Termination of Service: Customer will be subject to an Early Termination Fee (“ETF”) as calculated by Supplier and described hereafter, if this Agreement is terminated before the expiration of its term variable rate or fixed-rate Initial Term, or if this Agreement is terminated before expiration of a 12-month Renewal Term, or any other subsequent renewal term. Should Customer Default, Supplier shall have the right to terminate this Agreement by delivering written notice to Customer, and to indicate Customer’s ETF owed to Supplier. Under all circumstances, Customer shall remain obligated to pay any and all amounts owed by Customer to Supplier outlined within this Agreement within a fifteen (15) day period from the invoice date. Should Supplier Default, Customer shall have the right to terminate this Agreement by delivering written notice to Supplier. In the event that the Supplier defaults, the Customer will be automatically assigned to the Utility, another energy supplier, energy services company, or terminated altogether.
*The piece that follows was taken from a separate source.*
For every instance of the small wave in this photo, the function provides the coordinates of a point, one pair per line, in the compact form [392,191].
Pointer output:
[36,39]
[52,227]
Non-residential customers are subject to an ETF equal to the projected remaining quantity of ccf to be consumed by the customer for the remainder of the current term, as calculated by the Supplier at the greater of the estimated annual usage, calculated by Supplier, or the most-recently available utility usage data, multiplied by the agreed upon rate within this Agreement, or the amount New Wave could resell such related services or energy quantities at the time of Customer cancellation, as calculated by Supplier, or the maximum allowed by law, plus all applicable costs, taxes and fees (including attorney’s fees and court costs) incurred by New Wave as a result of Customer's termination.

Addendum(s): This Agreement will be accompanied by, but not limited to the following Addendum(s): ADDENDDUM X: TECO/LDC Letter of Authorization Form (“Addendum X”), ADDENDUM A: Additional Accounts (“Addendum A”), ADDENDUM B: Customer Estimated Volumes (“Addendum B”), and ADDENDUM C: Customer Auto-payment Authorization Form (“Addendum C”). Addendum X shall serve as this Agreement’s Cover Page(s) and shall authorize NWE to switch Customer’s natural gas supply services from the LDC to NWE and bill Customer separately and accordingly. Addendum A shall represent an accurate list of LDC accounts Customer has provided NWE and has authorized NWE to provide natural gas supply and other energy related services as outlined by this Agreement. Addendum B shall represent monthly volumetric natural gas usage that the Customer consumes as represented by the Customer, or as obtained from the Customer’s LDC, or as estimated by NWE through its interactions with the Customer and/or the LDC and may or may not be included as part of this Agreement. Addendum C shall represent a payment authorization form allowing NWE to auto-draft the Customer’s selected payment method to pay invoices issued by NWE to Customer.

Entire Agreement: This signed Agreement (“Written Authorization”), or the online or voice recording authorizing Customer’s decision to take service from New Wave (“Online Enrollment”, “Voice Authorization” or “TPV”), coupled with these Terms and Conditions, is binding and is all encompassing and embodies the entire Agreement and mutual understandings between the Parties. This Agreement (including Enrollment Consent Forms, LOAs, Riders, Addendums and any Notices and Appendences) supersedes all prior agreements and understandings between Parties, whether written or oral, with respect to the subject matter herein. If any provision of this Agreement, in whole or in part, is held by a court or regulatory agency of competent jurisdiction to be invalid, void, or unenforceable, the remaining conditions shall continue in full force and effect.